In some areas, thousands of people will protest, in other areas hundreds will gather and in other areas dozens will stand. They will stand united on one main point, which is that some day every one of us will depend on a functioning hospital service being there when we need it. The truth is that this is not the case. It is increasingly not the case throughout the country. The old, the infirm and the sick have been most exposed by the current Government and those that preceded it regarding the lack of treatment. It is a form of cruelty that three of the most vulnerable cohorts in our society can be left so exposed every year in the context of the hospital overcrowding crisis. I thank the hospital campaigns for the work they have put into mobilisation. I urge people throughout the country to come out in numbers to their local hospital. I also urge political parties and Independent Members in the Chamber to make sure that they attend the rallies throughout the country and that they mobilise their members to do so. In many places unions, football clubs and civic society groups are mobilising people to get out on Saturday. It is incredible.
I want to focus on a number of issues. Last year, 120,000 people spent time on trolleys. In many cases, the old and sick were left for an average of 24 hours waiting to see a doctor in an emergency department. Overcrowding in 2021 caused 105,000 adverse incidents. In each of the incidents an individual citizen of this country was damaged by the HSE. This is what constitutes an adverse incident. In a number of cases, people were disabled or died as a result of these accidents or mistreatments.
In the five years up to this year, according to the reply I received to a parliamentary question, the State spent €2 billion on compensating people who have been damaged by our health service. This is incredible. Imagine if that €2 billion was focused on the front-line services in hospitals. Imagine the pain and suffering that would have been alleviated in terms of the families who went through these difficulties in hospitals. It is incredible that such a level of damage is being done. In the main, this damage is happening because staff throughout the country are under tremendous pressure. They are under so much pressure that they cannot do their jobs in as proper a manner as they would wish. One of the Minister's predecessors, Deputy Harris, wrote a report that showed there was a direct correlation between understaffing in hospitals and mortality and morbidity. This is what we have in the State.

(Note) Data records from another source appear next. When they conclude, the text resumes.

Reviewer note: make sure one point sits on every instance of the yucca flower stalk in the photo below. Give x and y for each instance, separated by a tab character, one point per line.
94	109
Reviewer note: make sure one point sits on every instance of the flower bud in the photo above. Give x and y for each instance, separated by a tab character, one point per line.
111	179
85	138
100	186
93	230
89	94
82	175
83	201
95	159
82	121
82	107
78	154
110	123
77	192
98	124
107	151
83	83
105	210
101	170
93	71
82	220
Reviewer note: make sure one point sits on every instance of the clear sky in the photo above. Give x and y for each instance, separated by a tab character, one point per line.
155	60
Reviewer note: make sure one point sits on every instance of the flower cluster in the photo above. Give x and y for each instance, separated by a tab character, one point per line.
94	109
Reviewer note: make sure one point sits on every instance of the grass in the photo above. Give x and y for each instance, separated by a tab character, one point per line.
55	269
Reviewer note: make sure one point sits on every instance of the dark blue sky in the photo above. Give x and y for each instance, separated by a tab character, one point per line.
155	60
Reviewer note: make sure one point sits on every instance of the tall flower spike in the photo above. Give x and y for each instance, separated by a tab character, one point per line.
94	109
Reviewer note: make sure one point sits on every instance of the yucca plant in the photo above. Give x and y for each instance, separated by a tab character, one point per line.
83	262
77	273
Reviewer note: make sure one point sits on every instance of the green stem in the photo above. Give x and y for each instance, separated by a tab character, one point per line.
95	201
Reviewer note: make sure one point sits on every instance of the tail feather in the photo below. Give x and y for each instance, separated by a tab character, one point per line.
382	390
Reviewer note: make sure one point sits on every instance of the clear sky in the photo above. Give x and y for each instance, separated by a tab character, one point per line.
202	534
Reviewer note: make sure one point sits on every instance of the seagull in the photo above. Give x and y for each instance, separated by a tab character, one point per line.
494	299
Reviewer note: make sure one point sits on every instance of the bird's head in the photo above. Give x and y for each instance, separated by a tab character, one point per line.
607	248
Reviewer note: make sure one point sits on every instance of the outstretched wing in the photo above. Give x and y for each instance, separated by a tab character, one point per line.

All of this has not happened by accident. That is the God's honest truth. Over Christmas, I listened to Government Deputies and Ministers going on radio and television to say this level of overcrowding is happening because of RSV, Covid and flu. Are we really saying the hospital overcrowding crisis is happening because people are getting sick? Are we really saying that if the pesky citizens were not getting sick, the hospitals would be fine? Surely we should be designing a hospital service that has the capacity to deal with the illness that exists in society. This is incredible.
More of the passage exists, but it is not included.